La risposta soffia nel vento e seguiamo la storia del pensiero filosofico fin dal suo primo domandarsi chi noi siamo. Intanto quello che non siamo. L’uomo non è un animale perché non ha istinti. L’animale si muove per istinti, l’uomo ha differito la soddisfazione degli istinti, li controlla e li sublima. Rispetto all’animale, nel suo rapporto con la natura, è un essere mancante, scoordinato, ha quindi bisogno di inventare nuovi strumenti per soddisfare i suoi bisogni e dominare la natura. Nella categoria della necessità deve coprirsi per proteggersi dal freddo, deve procurarsi i cibi per nutrirsi e conservarli per i periodi di carestia, deve occuparsi di una prole per molto tempo non autonoma.

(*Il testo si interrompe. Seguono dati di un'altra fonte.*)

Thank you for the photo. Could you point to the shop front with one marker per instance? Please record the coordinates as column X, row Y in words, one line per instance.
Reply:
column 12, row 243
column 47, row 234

Nel Prometeo incatenato di Eschilo la lotta degli uomini per affrancarsi dalla necessità, il dono del fuoco per illuminare le notti buie pagato da Prometeo con la punizione divina. Ho sempre iniziato così le mie lezioni di storia facendo imparare ai ragazzi i versi di questa tragedia. L’uomo che lotta, il preveggente che dona la vista, e poi la storia, la scrittura che racconta.

Natura e tecnica, continua Galimberti, passando per Socrate e Platone, e dalla Bibbia dove la natura viene consegnata da Dio all’uomo.

Bacone e la nascita della scienza moderna con il metodo di Galileo, una ipotesi, faccio un esperimento e poi verifico. La rivoluzione copernicana. “L’uomo non è più uno scolaretto della natura ma la obbliga e diventa padrone e protettore del mondo. Dopo due secoli avremo l’universo tecnico di Hegel e il pieno possesso degli strumenti con una modifica sostanziale del paesaggio perché quando un fenomeno aumenta troppo il paesaggio cambia. Cambiano i rapporti e nel mondo umano, il denaro da mezzo diventa un dio. Il denaro come fine dice Marx e la tecnica da mezzo diventa fine.

Se il mezzo diventa fine tutti gli scopi diventano nulli e se oggi l’economia ed il mercato sembrano che siano il fine e se la tecnica diventa il fine tutto finisce, argomenta amaro Galimberti, ricordando che la democrazia, parola dimenticata e utopica, non è andare a votare ma creare per tutti le stesse opportunità.

“L’età della tecnica è iniziata col nazismo, quando importante era saper fare il compito che era stato assegnato senza badare al contenuto. La tecnica ti chiede solo di ubbidire all’apparato, ti fa servo.” Servi, io ho sempre pensato dei tecnici e di chi si fa schermo di questa parola per non avere responsabilità, per rigettare le responsabilità che abbiamo. La tecnica uccide il pensiero alternativo, o almeno vorrebbe.

La scienza invece ricerca in continuazione, lo scienziato non sa lo scopo che ha la sua ricerca, e lui ci racconta di sua moglie, morta nel 2008, che ricercò per !2 anni una molecola e poi confessò che non sapeva a cosa sarebbe servita ma la conoscenza servirà sicuramente, perché conoscere ci rende liberi, liberi di cercare. Ora siamo tutti con un cellulare in mano, conclude Galimberti, non si percepisce la distanza e la prospettiva, ed anche l’arte è asservita ad un mercato che ingloba il pensiero creativo distorcendolo a pura fruizione. Oggi funziona solo l’utilità. Conclusione amarissima e pur nella sua verità procura in noi la ribellione ad un mondo che vorremmo ancora a misura d’uomo e non di tecnica.